Now if we are talking about towing, I see things that make me cringe at times. 
equipment not secured right, chains not hooked right, trucks towing heavy equipment flying down the highway doing over 70 mph, had a truck towing heavy equipment pass me while I was going 75 on my bike.

Maybe it's just me but when I'm towing, I like to go nice and easy and keep a minimum of 5 car lengths in front me just in case when I'm going the speed limit. 
I prefer the backroads for the lower speeds but that's not feasible sometimes.

What they really need to do is have classes on how to tow and if your going to tow then you have to take a class.


----------



## Hydromaster

Is the suv rated to pull or stop this load.


----------



## Aerospace Eng

Hydromaster said:


> Is the suv rated to pull or stop this load.


Yes. A small scissor lift is about 1800 lb.

6500 lb hitch rating. Trailer is rated at 7500.

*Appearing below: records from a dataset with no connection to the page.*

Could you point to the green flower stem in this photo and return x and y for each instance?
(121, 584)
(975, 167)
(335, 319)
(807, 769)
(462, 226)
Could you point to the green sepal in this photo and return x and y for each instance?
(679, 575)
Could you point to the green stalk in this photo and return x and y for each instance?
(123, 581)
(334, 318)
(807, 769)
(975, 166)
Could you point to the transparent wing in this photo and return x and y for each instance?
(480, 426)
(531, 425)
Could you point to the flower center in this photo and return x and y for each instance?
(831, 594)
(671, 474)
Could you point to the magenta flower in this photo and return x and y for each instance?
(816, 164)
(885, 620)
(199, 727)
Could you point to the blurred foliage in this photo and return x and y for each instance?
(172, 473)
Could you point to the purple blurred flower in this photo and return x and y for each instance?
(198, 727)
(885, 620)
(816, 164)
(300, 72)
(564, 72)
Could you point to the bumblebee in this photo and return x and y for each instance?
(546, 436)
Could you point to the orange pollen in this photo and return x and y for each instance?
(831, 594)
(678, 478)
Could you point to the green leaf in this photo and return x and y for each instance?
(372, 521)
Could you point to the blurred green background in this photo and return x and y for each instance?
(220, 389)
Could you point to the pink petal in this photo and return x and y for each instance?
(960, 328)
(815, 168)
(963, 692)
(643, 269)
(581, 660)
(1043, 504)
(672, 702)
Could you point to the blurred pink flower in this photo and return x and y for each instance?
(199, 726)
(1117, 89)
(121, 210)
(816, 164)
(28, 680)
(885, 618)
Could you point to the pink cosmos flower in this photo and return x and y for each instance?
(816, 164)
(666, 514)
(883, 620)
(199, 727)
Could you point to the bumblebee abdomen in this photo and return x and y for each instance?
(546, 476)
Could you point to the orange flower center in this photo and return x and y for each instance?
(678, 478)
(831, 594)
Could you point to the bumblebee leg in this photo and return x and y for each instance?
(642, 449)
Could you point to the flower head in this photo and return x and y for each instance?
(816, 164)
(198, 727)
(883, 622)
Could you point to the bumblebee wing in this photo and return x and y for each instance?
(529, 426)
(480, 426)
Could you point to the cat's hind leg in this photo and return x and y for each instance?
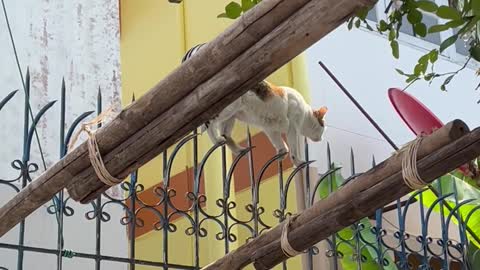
(294, 141)
(212, 131)
(277, 141)
(226, 129)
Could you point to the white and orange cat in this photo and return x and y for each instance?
(276, 110)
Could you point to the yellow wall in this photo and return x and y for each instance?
(154, 37)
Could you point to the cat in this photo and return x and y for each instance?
(276, 110)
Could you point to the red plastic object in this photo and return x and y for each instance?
(416, 115)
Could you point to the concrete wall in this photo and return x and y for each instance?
(78, 40)
(362, 61)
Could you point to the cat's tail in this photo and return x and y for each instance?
(204, 127)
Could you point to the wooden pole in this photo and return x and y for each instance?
(260, 42)
(305, 26)
(439, 153)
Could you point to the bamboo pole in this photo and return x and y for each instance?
(261, 41)
(441, 152)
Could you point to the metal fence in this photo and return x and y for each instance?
(367, 244)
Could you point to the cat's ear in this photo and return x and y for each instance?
(320, 113)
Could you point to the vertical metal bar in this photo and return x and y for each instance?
(133, 205)
(330, 190)
(165, 210)
(196, 206)
(98, 219)
(24, 179)
(133, 225)
(403, 251)
(252, 184)
(355, 226)
(308, 200)
(444, 228)
(226, 190)
(424, 232)
(59, 203)
(281, 193)
(379, 229)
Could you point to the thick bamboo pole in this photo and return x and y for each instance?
(260, 42)
(439, 153)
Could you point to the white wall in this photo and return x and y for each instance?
(80, 41)
(362, 61)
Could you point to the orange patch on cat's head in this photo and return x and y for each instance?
(276, 90)
(320, 114)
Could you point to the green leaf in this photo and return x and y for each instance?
(429, 76)
(382, 26)
(247, 4)
(433, 56)
(233, 10)
(399, 71)
(446, 12)
(475, 52)
(363, 12)
(448, 42)
(350, 24)
(427, 6)
(391, 35)
(455, 23)
(414, 16)
(395, 50)
(357, 23)
(424, 59)
(475, 7)
(447, 81)
(222, 15)
(438, 28)
(411, 78)
(420, 29)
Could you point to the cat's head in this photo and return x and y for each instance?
(318, 126)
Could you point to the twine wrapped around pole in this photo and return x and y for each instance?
(287, 249)
(410, 173)
(93, 149)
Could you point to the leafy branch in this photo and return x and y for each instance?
(462, 18)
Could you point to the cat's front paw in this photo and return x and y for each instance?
(220, 140)
(297, 162)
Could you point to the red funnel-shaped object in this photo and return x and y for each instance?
(416, 116)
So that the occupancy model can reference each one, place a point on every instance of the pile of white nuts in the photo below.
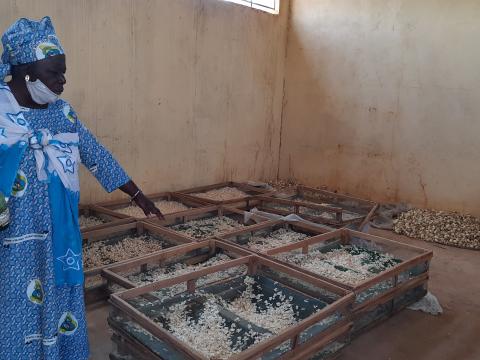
(207, 227)
(99, 253)
(273, 318)
(88, 221)
(348, 264)
(441, 227)
(274, 239)
(216, 338)
(166, 207)
(222, 194)
(210, 334)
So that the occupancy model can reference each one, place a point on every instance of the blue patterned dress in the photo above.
(39, 320)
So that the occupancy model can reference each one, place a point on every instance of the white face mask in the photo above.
(40, 92)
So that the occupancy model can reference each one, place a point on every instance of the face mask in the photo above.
(40, 92)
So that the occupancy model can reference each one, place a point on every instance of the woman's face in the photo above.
(50, 71)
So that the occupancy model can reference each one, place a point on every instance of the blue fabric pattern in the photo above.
(39, 319)
(27, 41)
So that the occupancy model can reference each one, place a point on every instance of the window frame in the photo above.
(251, 4)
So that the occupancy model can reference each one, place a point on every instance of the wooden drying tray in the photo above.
(109, 219)
(110, 208)
(240, 237)
(415, 264)
(190, 254)
(205, 212)
(364, 208)
(328, 215)
(118, 232)
(256, 266)
(243, 201)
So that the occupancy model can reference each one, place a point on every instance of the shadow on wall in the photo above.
(371, 92)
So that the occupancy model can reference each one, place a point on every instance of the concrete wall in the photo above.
(383, 100)
(183, 92)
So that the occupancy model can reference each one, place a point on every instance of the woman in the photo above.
(41, 143)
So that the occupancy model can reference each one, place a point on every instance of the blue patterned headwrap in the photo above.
(28, 41)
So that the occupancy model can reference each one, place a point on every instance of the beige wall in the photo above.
(183, 92)
(383, 99)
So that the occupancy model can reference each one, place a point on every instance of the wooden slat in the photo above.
(390, 294)
(130, 294)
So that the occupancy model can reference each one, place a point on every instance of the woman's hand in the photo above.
(148, 206)
(141, 200)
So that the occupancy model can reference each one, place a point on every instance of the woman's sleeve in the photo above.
(99, 161)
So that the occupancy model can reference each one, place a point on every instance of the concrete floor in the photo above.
(409, 335)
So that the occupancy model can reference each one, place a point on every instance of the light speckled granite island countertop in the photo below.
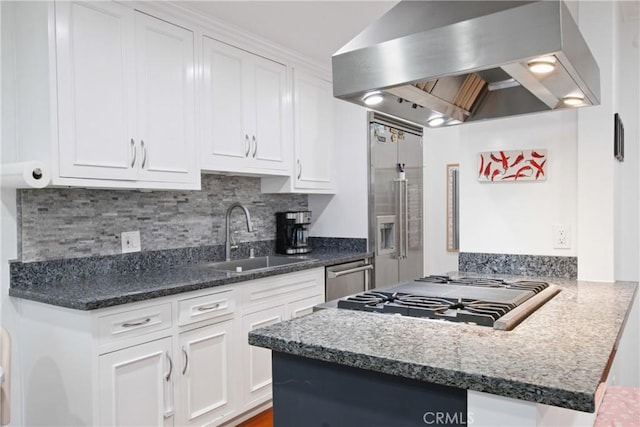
(557, 356)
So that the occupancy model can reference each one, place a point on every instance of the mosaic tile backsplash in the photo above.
(58, 223)
(519, 265)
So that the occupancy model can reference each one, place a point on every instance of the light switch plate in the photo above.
(130, 241)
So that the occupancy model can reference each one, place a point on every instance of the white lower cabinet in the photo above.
(136, 385)
(180, 360)
(256, 375)
(206, 388)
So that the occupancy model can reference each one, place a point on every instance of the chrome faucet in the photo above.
(227, 243)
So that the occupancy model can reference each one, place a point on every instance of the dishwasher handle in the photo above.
(334, 274)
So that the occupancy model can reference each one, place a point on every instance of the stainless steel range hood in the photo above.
(464, 61)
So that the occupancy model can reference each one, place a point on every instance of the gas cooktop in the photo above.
(481, 301)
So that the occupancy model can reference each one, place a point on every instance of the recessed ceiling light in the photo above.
(543, 65)
(373, 98)
(435, 122)
(573, 100)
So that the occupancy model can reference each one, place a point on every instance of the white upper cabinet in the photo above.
(244, 112)
(166, 105)
(96, 90)
(313, 131)
(120, 86)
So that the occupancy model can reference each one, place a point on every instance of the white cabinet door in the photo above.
(313, 130)
(207, 388)
(226, 134)
(256, 361)
(166, 104)
(244, 107)
(269, 146)
(96, 90)
(136, 385)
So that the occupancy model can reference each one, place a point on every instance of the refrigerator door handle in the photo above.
(405, 221)
(402, 216)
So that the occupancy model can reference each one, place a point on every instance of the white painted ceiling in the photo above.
(317, 29)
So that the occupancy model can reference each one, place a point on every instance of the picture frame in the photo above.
(453, 207)
(618, 138)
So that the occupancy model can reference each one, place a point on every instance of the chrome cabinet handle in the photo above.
(401, 217)
(144, 154)
(186, 361)
(169, 410)
(138, 323)
(406, 218)
(334, 274)
(209, 307)
(168, 376)
(134, 152)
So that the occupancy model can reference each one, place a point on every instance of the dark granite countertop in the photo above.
(93, 291)
(557, 356)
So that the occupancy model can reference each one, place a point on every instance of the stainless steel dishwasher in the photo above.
(347, 279)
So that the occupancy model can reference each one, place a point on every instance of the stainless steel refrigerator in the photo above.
(395, 200)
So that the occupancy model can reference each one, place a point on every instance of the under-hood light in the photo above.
(573, 100)
(373, 98)
(435, 122)
(542, 65)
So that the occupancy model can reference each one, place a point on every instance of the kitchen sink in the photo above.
(257, 263)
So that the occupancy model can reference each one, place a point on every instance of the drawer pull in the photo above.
(209, 307)
(138, 323)
(186, 361)
(168, 376)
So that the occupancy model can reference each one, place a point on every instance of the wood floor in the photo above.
(263, 419)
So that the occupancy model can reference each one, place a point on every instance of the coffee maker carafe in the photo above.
(292, 234)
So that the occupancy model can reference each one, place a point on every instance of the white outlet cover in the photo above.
(130, 241)
(561, 237)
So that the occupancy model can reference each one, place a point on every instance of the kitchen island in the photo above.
(559, 357)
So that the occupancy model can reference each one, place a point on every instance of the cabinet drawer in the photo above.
(133, 323)
(205, 307)
(284, 287)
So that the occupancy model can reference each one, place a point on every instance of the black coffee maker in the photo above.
(292, 234)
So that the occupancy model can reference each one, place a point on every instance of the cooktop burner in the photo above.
(480, 301)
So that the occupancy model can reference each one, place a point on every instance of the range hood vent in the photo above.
(464, 61)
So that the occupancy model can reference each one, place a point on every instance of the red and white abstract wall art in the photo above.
(512, 166)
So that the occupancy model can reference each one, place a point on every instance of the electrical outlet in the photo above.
(561, 238)
(130, 241)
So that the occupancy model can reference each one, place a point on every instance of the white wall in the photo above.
(627, 177)
(595, 153)
(626, 369)
(8, 213)
(345, 213)
(517, 218)
(441, 147)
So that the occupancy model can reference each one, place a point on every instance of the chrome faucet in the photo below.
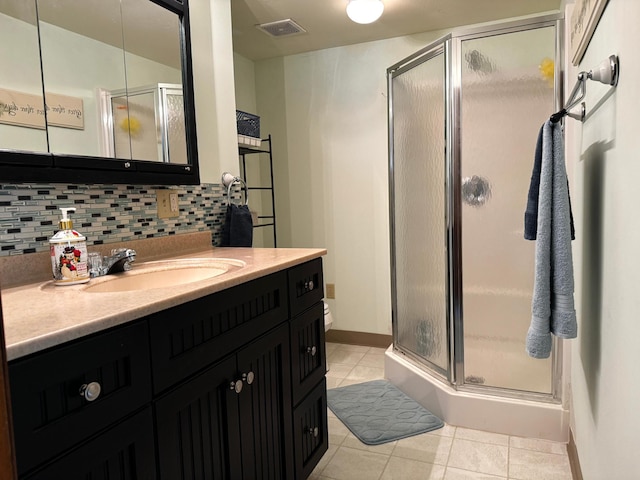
(120, 260)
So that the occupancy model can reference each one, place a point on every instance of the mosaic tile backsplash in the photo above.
(29, 214)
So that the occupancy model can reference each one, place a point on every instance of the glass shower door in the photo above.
(418, 234)
(507, 92)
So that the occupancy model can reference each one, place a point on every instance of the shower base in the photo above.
(522, 418)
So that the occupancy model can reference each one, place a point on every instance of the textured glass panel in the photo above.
(175, 129)
(419, 208)
(146, 143)
(507, 94)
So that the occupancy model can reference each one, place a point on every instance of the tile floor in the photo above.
(450, 453)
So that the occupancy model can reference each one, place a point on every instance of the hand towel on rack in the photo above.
(237, 230)
(531, 213)
(552, 305)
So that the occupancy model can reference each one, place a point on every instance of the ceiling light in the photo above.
(365, 11)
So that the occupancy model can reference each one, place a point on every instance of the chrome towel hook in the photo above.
(607, 72)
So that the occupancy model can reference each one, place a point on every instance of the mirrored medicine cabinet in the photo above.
(96, 91)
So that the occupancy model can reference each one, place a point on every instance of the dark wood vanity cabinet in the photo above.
(228, 386)
(234, 420)
(309, 365)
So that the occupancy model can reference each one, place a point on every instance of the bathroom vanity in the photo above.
(220, 378)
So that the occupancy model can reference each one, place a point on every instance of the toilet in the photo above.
(328, 318)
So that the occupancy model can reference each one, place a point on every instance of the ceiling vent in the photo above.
(281, 28)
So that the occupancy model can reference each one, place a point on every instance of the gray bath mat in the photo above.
(378, 412)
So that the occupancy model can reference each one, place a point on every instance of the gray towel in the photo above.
(552, 306)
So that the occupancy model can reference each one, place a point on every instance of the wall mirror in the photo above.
(96, 86)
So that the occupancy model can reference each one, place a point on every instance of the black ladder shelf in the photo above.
(244, 151)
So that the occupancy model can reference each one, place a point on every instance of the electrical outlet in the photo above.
(173, 202)
(167, 203)
(331, 290)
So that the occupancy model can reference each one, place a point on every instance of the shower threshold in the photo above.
(509, 416)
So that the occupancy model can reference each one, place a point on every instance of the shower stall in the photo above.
(464, 117)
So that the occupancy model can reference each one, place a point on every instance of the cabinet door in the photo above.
(198, 431)
(192, 336)
(311, 436)
(307, 351)
(265, 408)
(126, 452)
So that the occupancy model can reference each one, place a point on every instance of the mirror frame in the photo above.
(20, 166)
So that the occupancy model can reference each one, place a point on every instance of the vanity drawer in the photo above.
(50, 414)
(124, 452)
(310, 431)
(308, 353)
(188, 338)
(305, 286)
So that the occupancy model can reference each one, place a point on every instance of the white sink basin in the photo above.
(163, 274)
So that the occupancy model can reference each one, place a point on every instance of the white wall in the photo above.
(212, 59)
(604, 190)
(327, 111)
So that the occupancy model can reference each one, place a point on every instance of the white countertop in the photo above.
(41, 315)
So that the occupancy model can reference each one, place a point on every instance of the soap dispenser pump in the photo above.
(68, 253)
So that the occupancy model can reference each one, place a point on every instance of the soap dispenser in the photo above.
(68, 253)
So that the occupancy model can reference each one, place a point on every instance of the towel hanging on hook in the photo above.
(607, 72)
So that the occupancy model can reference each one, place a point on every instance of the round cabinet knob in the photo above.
(90, 391)
(248, 377)
(313, 431)
(236, 386)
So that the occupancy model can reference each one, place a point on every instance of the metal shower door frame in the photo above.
(450, 46)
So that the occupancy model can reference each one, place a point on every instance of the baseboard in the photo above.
(574, 461)
(359, 338)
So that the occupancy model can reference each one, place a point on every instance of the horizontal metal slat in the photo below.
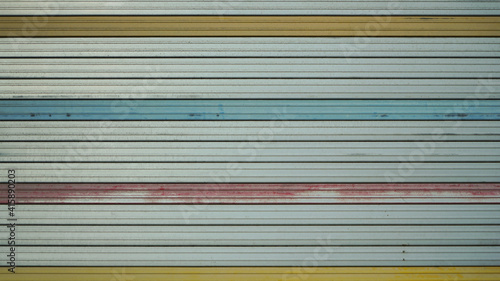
(234, 172)
(255, 193)
(255, 235)
(252, 273)
(251, 26)
(248, 152)
(481, 89)
(199, 214)
(250, 68)
(246, 131)
(258, 256)
(344, 47)
(249, 110)
(290, 7)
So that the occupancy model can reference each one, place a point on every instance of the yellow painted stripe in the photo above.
(249, 273)
(81, 26)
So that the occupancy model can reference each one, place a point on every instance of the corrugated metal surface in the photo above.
(244, 152)
(99, 193)
(101, 184)
(162, 68)
(250, 110)
(258, 235)
(257, 273)
(234, 88)
(304, 172)
(258, 256)
(276, 214)
(238, 7)
(251, 26)
(344, 47)
(250, 131)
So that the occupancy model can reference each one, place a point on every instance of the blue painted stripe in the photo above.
(250, 109)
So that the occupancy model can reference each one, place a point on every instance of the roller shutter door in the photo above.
(264, 140)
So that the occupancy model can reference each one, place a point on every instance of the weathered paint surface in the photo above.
(255, 273)
(249, 110)
(256, 193)
(255, 26)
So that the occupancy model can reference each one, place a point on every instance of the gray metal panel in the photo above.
(234, 172)
(238, 7)
(348, 214)
(174, 235)
(250, 88)
(249, 131)
(250, 68)
(343, 47)
(245, 152)
(258, 256)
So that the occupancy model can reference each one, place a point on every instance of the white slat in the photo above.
(234, 172)
(256, 235)
(247, 152)
(250, 68)
(239, 7)
(343, 47)
(250, 88)
(348, 214)
(264, 131)
(258, 256)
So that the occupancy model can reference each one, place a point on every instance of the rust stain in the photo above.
(252, 193)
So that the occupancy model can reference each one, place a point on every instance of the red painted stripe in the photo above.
(254, 193)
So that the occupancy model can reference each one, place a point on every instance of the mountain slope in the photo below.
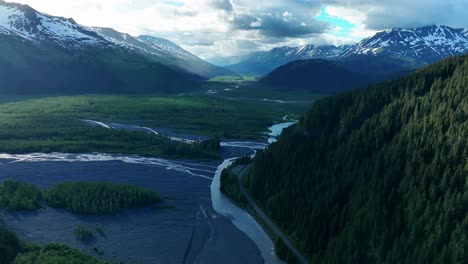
(46, 54)
(266, 61)
(314, 75)
(165, 52)
(377, 175)
(422, 45)
(391, 51)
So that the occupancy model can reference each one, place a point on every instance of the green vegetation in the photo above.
(77, 197)
(16, 196)
(99, 198)
(54, 124)
(82, 233)
(99, 230)
(14, 251)
(10, 245)
(229, 180)
(54, 254)
(283, 252)
(378, 175)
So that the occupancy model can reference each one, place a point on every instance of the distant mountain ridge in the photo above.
(315, 75)
(164, 51)
(266, 61)
(412, 48)
(424, 45)
(41, 53)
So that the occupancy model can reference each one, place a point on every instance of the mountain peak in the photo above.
(24, 22)
(423, 44)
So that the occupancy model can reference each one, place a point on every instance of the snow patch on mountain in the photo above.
(423, 44)
(26, 23)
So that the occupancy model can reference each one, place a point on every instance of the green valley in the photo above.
(376, 175)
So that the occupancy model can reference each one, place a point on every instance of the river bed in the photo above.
(199, 225)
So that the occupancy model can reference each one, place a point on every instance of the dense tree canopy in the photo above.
(98, 198)
(377, 175)
(19, 196)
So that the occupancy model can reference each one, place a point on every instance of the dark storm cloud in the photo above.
(385, 14)
(279, 24)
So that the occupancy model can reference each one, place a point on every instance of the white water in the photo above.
(240, 218)
(191, 169)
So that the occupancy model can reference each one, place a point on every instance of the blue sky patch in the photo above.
(344, 25)
(174, 3)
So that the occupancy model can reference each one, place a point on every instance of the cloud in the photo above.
(237, 27)
(225, 5)
(279, 24)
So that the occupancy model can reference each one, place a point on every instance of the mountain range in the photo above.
(375, 175)
(40, 53)
(396, 49)
(317, 75)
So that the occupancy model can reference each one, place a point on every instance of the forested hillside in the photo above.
(319, 76)
(377, 175)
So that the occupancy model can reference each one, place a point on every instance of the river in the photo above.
(199, 225)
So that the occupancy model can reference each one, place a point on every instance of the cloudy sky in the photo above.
(211, 28)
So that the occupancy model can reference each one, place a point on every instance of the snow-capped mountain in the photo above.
(40, 53)
(421, 45)
(266, 61)
(408, 48)
(166, 45)
(21, 21)
(163, 51)
(25, 23)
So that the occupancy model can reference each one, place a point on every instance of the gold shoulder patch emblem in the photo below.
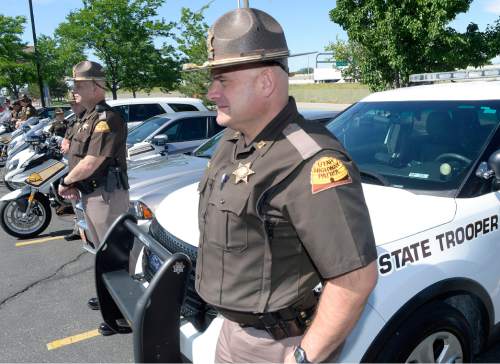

Electric brakes, and I have a controller. I've used the combination to get stuff from my house to the airport and back.

I can pull the scissor lift with the SUV, and that's probably what I will do.

I would just feel better with the truck but the DOT numbers on the side gave me pause.


----------



## Ajlawn1

Aerospace Eng said:


> Not discussing a 10K trailer. I'm aware that under 26K truck with a 9999 lb trailer does not require a cdl under Federal rules.
> 
> It had to do with the 10,000 lb GCVW issue for transporting property discussed above.
> 
> i know I don't need the license, but I was wondering about borrowing the pickup since it has DOT numbers. I was curious as to whether I would be asked for a medical card/class C CDL if stopped.
> 
> See Phillbilly's post from 5:30 AM on Thursday.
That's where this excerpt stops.